Cosa ne è stato della candidatura della Vannozzi? Bellamente ignorata. E non solo dai partiti di centrosinistra: pure le altre associazioni femminili si sono tirate fuori da questa proposta. E hanno fatto bene. Il nome della candidata “delle donne” doveva uscire da una consultazione più possibile collettiva; non doveva avere il marchio di questo o quel partito politico, neppure di area; doveva ambire ad unire prima le donne e poi la città, senza preclusioni; non doveva escludere le primarie. Comunque.  Primarie… queste sconosciute. Almeno a Siena.

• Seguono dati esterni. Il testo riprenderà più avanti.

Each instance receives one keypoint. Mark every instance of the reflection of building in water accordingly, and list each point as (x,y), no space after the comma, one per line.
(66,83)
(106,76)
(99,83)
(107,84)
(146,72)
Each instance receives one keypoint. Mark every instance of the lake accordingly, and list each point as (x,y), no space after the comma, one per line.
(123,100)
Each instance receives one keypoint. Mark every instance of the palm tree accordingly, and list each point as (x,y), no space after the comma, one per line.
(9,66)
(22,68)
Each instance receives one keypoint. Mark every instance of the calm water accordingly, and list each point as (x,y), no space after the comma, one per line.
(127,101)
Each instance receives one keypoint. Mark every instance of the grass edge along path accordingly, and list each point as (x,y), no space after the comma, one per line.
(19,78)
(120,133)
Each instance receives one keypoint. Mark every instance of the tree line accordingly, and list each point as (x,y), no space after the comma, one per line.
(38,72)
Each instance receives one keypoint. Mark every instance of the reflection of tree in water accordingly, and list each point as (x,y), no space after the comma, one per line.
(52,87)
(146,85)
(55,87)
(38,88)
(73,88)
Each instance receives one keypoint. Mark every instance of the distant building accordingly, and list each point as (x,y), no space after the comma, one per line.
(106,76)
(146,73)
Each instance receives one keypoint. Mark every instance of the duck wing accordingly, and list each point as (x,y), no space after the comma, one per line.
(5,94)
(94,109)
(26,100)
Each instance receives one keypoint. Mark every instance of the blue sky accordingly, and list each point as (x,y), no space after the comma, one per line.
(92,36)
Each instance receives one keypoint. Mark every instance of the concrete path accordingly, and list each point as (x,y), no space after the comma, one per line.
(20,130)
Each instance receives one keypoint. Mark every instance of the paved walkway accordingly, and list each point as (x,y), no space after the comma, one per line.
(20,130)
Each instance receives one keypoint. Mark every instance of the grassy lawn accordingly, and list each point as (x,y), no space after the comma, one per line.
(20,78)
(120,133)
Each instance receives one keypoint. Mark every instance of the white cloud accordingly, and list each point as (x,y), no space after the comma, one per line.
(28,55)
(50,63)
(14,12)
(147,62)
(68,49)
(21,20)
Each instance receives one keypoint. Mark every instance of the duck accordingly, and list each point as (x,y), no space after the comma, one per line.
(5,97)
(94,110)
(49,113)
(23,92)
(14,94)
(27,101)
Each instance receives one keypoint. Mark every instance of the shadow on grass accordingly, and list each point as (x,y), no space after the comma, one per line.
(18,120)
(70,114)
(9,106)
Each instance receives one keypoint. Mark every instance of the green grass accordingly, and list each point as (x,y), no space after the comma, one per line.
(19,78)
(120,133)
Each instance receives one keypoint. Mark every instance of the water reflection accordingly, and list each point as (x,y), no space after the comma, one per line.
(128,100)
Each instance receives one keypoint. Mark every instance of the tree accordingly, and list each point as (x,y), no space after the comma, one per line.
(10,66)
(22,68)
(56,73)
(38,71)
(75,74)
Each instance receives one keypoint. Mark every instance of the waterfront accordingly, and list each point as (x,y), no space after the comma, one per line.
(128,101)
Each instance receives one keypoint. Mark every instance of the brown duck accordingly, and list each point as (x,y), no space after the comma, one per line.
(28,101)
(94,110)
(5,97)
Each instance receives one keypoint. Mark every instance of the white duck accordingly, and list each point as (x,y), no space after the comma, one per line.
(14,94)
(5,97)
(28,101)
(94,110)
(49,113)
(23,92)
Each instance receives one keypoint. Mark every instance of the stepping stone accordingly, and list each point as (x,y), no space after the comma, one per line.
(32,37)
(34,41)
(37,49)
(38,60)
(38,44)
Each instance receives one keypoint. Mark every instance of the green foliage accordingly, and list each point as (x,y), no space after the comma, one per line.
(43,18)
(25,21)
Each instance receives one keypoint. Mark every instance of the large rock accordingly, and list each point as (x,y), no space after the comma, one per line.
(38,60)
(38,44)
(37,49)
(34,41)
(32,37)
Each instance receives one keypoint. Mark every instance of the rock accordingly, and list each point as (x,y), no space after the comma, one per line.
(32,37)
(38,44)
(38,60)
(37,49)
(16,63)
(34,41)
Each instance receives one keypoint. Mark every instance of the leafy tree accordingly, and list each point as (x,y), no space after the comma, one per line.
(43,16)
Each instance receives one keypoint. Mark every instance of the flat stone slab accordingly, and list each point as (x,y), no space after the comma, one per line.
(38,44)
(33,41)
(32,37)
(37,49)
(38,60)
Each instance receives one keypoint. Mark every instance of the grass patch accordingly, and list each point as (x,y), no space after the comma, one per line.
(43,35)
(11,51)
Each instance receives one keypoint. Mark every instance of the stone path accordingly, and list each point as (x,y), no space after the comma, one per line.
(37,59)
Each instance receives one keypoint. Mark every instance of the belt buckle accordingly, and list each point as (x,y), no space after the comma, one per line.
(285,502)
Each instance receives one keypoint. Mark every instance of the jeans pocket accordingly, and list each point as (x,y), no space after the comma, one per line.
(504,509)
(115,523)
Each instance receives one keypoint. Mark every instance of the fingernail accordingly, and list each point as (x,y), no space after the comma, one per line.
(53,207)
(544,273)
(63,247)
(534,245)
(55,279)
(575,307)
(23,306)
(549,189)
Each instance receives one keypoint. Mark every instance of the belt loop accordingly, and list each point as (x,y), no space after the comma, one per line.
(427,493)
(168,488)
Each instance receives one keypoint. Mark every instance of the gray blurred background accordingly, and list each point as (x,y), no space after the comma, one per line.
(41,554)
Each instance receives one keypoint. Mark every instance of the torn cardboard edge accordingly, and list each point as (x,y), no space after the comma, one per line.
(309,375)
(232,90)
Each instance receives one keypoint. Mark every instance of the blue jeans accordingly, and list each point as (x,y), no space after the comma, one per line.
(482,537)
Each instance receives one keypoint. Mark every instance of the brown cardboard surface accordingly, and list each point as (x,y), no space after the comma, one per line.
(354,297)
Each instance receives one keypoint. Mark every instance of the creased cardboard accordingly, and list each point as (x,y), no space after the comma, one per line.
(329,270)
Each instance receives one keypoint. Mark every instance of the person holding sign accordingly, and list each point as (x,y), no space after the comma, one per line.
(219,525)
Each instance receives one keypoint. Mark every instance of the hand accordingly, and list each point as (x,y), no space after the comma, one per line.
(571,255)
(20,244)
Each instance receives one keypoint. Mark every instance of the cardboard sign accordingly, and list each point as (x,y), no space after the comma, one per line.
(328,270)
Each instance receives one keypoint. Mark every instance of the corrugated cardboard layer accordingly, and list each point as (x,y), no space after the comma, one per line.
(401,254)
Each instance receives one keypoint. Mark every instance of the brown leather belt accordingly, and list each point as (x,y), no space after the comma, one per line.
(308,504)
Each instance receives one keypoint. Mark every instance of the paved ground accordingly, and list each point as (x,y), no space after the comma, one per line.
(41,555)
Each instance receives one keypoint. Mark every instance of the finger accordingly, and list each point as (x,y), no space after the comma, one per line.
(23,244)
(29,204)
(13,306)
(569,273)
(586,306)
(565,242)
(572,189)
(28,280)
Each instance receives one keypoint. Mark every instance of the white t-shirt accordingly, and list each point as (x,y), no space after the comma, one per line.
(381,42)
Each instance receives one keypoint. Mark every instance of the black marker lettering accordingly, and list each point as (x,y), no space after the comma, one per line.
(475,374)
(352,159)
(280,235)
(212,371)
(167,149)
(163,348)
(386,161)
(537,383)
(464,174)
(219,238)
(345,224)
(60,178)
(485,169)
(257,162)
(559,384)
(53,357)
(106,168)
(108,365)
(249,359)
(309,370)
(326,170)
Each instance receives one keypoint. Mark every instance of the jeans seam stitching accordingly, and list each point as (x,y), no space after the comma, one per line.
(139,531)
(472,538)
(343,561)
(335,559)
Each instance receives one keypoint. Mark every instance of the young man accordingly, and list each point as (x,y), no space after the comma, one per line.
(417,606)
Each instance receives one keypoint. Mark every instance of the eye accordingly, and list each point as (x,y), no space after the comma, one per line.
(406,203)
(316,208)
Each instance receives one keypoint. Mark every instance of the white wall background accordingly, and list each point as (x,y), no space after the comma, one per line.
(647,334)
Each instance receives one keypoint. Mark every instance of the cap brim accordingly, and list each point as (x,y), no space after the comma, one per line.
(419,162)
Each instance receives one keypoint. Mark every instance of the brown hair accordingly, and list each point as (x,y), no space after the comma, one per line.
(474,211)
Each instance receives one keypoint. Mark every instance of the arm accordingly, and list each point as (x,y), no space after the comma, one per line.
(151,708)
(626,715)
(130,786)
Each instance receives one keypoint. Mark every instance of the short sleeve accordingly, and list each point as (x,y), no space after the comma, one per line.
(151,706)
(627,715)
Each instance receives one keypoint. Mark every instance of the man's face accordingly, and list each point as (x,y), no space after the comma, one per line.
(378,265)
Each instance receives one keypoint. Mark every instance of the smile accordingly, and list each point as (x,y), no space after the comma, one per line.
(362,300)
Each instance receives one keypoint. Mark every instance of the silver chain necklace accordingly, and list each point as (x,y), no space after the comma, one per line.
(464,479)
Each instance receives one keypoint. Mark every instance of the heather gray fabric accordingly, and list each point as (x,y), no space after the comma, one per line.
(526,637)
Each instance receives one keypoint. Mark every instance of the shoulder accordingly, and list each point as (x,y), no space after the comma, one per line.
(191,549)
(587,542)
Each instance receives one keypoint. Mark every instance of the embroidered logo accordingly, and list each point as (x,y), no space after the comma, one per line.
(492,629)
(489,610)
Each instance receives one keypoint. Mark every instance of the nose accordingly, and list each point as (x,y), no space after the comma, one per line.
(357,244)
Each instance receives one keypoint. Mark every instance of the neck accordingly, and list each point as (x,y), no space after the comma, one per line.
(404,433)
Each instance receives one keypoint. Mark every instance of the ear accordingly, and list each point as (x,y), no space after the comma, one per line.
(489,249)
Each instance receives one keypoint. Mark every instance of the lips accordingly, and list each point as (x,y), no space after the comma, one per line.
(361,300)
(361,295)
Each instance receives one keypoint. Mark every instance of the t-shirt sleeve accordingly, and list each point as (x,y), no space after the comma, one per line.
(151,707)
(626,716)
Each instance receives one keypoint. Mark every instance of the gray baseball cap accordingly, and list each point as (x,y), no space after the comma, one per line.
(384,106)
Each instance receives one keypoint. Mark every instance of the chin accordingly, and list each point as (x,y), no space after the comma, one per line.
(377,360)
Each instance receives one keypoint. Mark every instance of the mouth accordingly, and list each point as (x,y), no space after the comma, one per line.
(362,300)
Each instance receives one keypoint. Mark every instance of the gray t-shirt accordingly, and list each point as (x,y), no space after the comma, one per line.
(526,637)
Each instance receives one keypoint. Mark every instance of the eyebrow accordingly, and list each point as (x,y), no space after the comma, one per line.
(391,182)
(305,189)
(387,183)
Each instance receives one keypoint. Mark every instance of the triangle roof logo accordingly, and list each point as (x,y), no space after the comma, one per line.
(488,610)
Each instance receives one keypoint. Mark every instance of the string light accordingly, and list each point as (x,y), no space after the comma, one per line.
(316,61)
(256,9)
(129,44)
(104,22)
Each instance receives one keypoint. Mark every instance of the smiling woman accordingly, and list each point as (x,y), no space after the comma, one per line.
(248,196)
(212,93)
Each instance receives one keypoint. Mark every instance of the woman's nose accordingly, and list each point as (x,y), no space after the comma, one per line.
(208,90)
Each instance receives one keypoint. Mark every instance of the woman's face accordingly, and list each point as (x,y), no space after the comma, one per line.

Bruno Valentini, che dalle su pagine FB invita ancora alla mobilitazione degli iscritti al Pd – chiedendo anche nuove iscrizioni – dovrà arrendersi a queste realtà. E potrà scegliere di rendere vano quanto fatto fino ad ora oppure di andare a queste amministrative autonomamente, senza più il logo del partito.

Cosa aggiungere ad un quadro politico, sociale ed economico così avvilente? Sperare. Ancora sperare in un cambio di passo. In un sincero e profondo desiderio di cambiare radicalmente il pensiero sociale al punto di mutare l’asse del potere che ancora non si arrende alla sua fine.

Sperare in un anelito rivoluzionario che, dal basso, rompa gli indugi e metta a nudo quella politica che si trastulla ancora in giochi di palazzo ormai fuori tempo. La resurrezione  è anche questo: opporsi alla morte (della carne come dello spirito) credo che sia il più rivoluzionario degli atti!